RightScale polled 786 cloud professionals to figure out adoption trends. As shown in Flexera’s data, enterprises are a bit all over the map in terms of cloud strategy.

While all areas of cloud are growing, public cloud adoption vastly outpaces private cloud, and the mingling of both public and private cloud (hybrid cloud) beats them both as single phenomenon. This makes sense, because companies are going big with public cloud but need to find ways to rationalize those investments against the sunk costs of their private data centers.

The primacy of public cloud in this hybrid mix becomes clear in a Credit Suisse CIO survey, which found that the Big 3 hybrid cloud vendors are Amazon Web Services, Microsoft Azure, and Google Cloud Platform—that is, the Big 3 public cloud providers. It’s also telling that 51 percent of these same respondents told Credit Suisse that they would be shutting down most or at least a few of their data centers of the next several years.

But this is where things stop to make sense.

Enterprise cloud teams: Where’s the governance?

While 94 percent of the companies RightScale surveyed claim to be running workloads in the cloud, few of them seem to be doing it particularly well. They may tout their hybrid cloud “strategy,” for example, but when asked what their biggest challenges were, the answer was “We can’t seem to get a handle on all this adoption”—despite the fact that 66 percent of those surveyed said they have a central cloud team, according to the Flexera survey.

Between a lack of governance and ability to keep cloud costs in control is perhaps the root of it all: a lack of qualified personnel. Or, spun a different way, these enterprises may have plenty of qualified AWS, Azure, or GCP personnel, but they’re all running siloed applications in siloed cloud deployments in the enterprise. On average, enterprises are running five clouds, spread between private and public clouds. If that sounds like “strategy,” well, you’re not paying attention.

Oh, and by the way, the problems are only getting worse, according to the Flexera survey.

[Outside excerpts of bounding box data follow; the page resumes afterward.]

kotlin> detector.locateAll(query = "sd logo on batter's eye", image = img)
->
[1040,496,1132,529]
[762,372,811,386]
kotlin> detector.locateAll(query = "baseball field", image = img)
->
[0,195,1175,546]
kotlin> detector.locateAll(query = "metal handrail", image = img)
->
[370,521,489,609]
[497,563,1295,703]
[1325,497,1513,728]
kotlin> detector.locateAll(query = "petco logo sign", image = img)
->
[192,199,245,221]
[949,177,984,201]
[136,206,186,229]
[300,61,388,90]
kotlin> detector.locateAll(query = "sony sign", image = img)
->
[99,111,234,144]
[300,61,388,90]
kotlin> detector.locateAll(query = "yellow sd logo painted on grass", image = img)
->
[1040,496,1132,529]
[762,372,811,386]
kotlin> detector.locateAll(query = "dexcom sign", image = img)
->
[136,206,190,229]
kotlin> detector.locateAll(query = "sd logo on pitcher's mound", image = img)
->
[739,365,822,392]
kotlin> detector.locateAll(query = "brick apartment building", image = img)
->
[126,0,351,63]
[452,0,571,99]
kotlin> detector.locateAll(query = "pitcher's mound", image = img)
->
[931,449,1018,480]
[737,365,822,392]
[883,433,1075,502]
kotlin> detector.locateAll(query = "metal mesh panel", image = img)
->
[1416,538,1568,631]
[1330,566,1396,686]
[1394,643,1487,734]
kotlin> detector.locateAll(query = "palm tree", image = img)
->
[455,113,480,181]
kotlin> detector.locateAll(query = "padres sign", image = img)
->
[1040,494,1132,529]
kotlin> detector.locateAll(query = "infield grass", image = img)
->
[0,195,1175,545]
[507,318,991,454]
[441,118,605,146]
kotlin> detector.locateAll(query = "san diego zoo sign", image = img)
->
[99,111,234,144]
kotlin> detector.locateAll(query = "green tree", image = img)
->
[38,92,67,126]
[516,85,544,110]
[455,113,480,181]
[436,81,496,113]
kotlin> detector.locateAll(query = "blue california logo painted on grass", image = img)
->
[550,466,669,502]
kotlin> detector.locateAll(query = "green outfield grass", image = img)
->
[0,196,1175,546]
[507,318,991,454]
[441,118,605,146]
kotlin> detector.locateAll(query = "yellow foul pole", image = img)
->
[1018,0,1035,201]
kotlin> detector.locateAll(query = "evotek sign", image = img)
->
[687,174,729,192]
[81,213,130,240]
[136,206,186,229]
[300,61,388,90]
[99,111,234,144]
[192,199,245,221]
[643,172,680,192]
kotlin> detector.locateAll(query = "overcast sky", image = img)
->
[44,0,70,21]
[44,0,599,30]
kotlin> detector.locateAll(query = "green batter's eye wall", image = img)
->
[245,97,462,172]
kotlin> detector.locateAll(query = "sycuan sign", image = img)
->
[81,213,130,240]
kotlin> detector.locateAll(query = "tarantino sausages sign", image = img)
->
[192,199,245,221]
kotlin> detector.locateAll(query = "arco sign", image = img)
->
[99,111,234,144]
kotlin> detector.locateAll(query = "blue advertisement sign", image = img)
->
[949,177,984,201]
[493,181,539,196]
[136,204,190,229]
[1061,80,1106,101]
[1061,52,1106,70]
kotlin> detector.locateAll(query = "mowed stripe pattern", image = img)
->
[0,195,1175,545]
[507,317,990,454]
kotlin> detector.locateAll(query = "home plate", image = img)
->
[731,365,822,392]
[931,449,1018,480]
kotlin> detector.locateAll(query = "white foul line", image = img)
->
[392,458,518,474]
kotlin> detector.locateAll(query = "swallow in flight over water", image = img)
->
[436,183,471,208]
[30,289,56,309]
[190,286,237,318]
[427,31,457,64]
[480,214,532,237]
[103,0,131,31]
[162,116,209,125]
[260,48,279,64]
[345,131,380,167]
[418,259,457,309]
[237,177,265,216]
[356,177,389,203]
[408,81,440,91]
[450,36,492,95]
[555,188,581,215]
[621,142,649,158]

Again, if you’ve ever worked in a large enterprise, none of these findings will surprise you. Nor will it shock you to discover that by far the biggest priority for these organizations is to make better use (and wring cost savings from) existing clouds, rather than to chase down new services at new clouds.

Finally, it should shock no one that surveying CIOs to uncover the “strategy” driving cloud adoption is a bit of a lost cause. Developers are the ones spinning up cloud infrastructure to support applications they’re building. CIOs may try to rationalize this after the fact as a multicloud or hybrid strategy, but it’s really just an echo of something Billy Marshall said years ago, with reference to open source adoption: The CIO is the last to know.